Biogen Idec, Inc. announced Sept. 8 it is laying off 140 employees in its San Diego offices, which consist of mostly lab and general administration jobs.
The majority of the employees to be cut will be let go in the next two weeks, said Jose Juves, a spokesman for the Cambridge, Mass.-based company. Job cuts will be finished by the end of the year, he said.
The San Diego reductions account for about 22 percent of the company’s total 650 layoffs in its 11 locations in nine countries. Overall, the company has about 4,000 employees.
Biogen Idec’s San Diego location employs around 500 people and focuses on research for Biogen Idec’s Rituxan, which generated U.S. net sales of $1.57 billion in 2004.
Rituxan is used for treatment of certain B-cell non-Hodgkin’s lymphomas.

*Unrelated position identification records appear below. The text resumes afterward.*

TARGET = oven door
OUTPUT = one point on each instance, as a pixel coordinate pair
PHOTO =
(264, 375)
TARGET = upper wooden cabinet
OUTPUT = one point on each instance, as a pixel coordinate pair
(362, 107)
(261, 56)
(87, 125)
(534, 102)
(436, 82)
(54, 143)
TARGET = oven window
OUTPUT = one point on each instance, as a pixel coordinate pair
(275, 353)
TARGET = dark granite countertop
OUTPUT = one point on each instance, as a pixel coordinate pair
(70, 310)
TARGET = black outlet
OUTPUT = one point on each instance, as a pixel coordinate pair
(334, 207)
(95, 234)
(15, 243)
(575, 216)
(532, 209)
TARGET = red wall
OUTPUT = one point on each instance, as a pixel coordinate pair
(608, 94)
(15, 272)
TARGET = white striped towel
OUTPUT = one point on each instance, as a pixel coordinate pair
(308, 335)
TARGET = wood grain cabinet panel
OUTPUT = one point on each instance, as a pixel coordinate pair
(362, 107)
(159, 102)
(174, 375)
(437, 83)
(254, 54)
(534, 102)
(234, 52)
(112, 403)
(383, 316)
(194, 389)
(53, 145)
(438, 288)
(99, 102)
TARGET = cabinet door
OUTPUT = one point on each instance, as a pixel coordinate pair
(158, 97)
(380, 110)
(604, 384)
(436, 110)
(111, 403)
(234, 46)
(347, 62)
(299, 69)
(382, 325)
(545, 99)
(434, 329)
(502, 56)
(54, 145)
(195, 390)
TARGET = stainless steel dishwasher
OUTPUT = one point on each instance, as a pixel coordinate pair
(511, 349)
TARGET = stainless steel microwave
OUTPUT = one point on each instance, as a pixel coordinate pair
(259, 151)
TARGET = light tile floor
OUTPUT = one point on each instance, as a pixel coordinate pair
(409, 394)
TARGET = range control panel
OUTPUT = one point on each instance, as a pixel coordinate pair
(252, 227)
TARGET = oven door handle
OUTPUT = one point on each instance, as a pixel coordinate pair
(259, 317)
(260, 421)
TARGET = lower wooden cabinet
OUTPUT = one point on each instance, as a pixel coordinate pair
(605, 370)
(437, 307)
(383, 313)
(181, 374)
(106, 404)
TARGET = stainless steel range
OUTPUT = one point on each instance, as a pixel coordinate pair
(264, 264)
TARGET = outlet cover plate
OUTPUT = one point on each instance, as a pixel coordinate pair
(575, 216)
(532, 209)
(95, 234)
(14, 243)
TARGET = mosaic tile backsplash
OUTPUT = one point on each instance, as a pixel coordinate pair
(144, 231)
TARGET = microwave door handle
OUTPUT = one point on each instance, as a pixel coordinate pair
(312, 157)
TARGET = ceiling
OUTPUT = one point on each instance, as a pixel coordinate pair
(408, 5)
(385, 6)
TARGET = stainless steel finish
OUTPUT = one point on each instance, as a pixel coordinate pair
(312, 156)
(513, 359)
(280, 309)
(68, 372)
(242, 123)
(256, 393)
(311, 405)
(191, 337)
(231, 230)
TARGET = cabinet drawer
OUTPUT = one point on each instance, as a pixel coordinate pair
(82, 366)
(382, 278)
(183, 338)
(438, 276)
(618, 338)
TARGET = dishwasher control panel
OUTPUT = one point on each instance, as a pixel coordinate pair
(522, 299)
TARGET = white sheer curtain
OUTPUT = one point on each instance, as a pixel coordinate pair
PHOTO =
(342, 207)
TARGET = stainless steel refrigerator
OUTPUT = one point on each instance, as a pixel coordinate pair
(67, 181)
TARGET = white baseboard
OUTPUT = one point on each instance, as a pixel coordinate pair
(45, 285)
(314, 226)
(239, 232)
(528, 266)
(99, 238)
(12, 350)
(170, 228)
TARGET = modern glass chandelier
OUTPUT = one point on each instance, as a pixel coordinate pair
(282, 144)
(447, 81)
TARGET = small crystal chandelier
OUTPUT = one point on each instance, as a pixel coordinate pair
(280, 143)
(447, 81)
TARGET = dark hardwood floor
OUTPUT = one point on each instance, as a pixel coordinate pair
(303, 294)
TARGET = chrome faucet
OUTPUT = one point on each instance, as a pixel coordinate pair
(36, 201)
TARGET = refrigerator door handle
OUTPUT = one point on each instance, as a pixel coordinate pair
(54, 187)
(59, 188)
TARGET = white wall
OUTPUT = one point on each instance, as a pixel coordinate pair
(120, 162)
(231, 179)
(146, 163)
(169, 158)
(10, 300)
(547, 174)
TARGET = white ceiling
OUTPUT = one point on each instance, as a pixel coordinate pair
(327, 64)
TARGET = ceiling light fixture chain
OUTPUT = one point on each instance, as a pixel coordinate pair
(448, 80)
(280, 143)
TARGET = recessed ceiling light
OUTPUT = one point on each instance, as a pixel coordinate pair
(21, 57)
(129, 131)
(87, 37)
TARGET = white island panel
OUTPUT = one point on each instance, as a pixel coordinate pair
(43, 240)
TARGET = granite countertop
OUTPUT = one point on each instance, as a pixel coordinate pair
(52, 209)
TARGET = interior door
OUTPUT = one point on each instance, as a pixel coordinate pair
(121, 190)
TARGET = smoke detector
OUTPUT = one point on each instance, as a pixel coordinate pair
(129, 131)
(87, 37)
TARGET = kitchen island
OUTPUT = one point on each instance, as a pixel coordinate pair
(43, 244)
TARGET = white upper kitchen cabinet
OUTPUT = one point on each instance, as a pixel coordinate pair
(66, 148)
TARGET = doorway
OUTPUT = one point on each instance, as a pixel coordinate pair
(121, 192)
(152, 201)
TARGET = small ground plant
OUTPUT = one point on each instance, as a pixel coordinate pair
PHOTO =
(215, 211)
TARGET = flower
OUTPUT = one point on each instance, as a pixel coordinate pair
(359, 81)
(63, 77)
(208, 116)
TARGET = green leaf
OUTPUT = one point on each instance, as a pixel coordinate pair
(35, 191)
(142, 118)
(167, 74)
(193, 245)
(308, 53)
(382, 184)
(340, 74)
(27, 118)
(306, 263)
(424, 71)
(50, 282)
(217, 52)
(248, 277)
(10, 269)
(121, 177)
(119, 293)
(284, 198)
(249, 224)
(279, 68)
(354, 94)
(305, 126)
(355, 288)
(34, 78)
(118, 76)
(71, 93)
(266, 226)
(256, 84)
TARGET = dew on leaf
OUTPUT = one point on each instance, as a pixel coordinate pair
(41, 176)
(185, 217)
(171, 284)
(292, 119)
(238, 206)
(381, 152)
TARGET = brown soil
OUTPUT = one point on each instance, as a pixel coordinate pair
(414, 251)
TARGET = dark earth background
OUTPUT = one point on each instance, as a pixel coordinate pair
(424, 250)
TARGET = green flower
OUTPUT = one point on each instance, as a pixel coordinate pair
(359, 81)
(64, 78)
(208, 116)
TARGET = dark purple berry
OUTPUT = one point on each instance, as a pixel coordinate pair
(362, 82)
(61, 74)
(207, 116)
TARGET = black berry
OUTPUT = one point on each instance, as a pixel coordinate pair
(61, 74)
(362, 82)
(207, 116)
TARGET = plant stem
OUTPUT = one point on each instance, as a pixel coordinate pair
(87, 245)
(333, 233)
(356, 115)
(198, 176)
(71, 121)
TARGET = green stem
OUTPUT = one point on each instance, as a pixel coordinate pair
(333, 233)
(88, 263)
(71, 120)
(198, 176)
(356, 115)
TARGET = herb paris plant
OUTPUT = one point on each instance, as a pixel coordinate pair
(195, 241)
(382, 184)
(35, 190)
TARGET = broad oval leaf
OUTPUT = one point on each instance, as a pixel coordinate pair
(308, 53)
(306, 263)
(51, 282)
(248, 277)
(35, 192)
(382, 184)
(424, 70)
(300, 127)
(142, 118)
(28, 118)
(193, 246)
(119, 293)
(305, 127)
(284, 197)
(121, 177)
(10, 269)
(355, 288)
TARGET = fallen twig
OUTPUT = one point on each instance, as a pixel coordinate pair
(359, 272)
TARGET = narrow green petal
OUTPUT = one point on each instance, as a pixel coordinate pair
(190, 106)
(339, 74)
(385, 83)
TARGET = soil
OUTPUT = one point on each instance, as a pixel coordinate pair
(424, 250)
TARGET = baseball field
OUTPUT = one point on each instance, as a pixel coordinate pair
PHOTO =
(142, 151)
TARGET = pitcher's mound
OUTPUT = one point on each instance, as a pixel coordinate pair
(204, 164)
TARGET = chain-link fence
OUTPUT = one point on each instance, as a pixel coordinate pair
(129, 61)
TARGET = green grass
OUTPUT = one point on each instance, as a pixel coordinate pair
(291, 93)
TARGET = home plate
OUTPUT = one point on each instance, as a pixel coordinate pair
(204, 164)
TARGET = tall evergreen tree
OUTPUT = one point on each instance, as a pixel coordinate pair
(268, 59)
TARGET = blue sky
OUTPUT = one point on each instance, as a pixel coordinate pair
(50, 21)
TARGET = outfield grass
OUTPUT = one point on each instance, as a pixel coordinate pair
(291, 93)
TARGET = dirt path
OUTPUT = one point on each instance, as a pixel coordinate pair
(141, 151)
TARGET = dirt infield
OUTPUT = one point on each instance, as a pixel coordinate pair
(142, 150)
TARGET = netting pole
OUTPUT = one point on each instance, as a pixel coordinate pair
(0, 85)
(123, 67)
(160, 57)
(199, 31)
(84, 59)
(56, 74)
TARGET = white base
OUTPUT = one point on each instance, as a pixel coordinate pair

The company will use the $200 million to $300 million it will save through the layoffs for business development, including possibly acquiring products or companies and collaborative research with academic institutions.
Biogen Idec also announced plans to focus on a launch of Rituxan for rheumatoid arthritis and a possible return to the market of the controversial drug Tysabri, which the company pulled early this year after only about three months on the market. The company made the decision based on reports of progressive multifocal leukoencephalopathy in patients who took Tysabri in clinical trials. It is a rare but fatal disease of the central nervous system.
Biogen Idec announced the job cuts after its shares closed at $42.44, down 3 cents from the previous day’s last trade.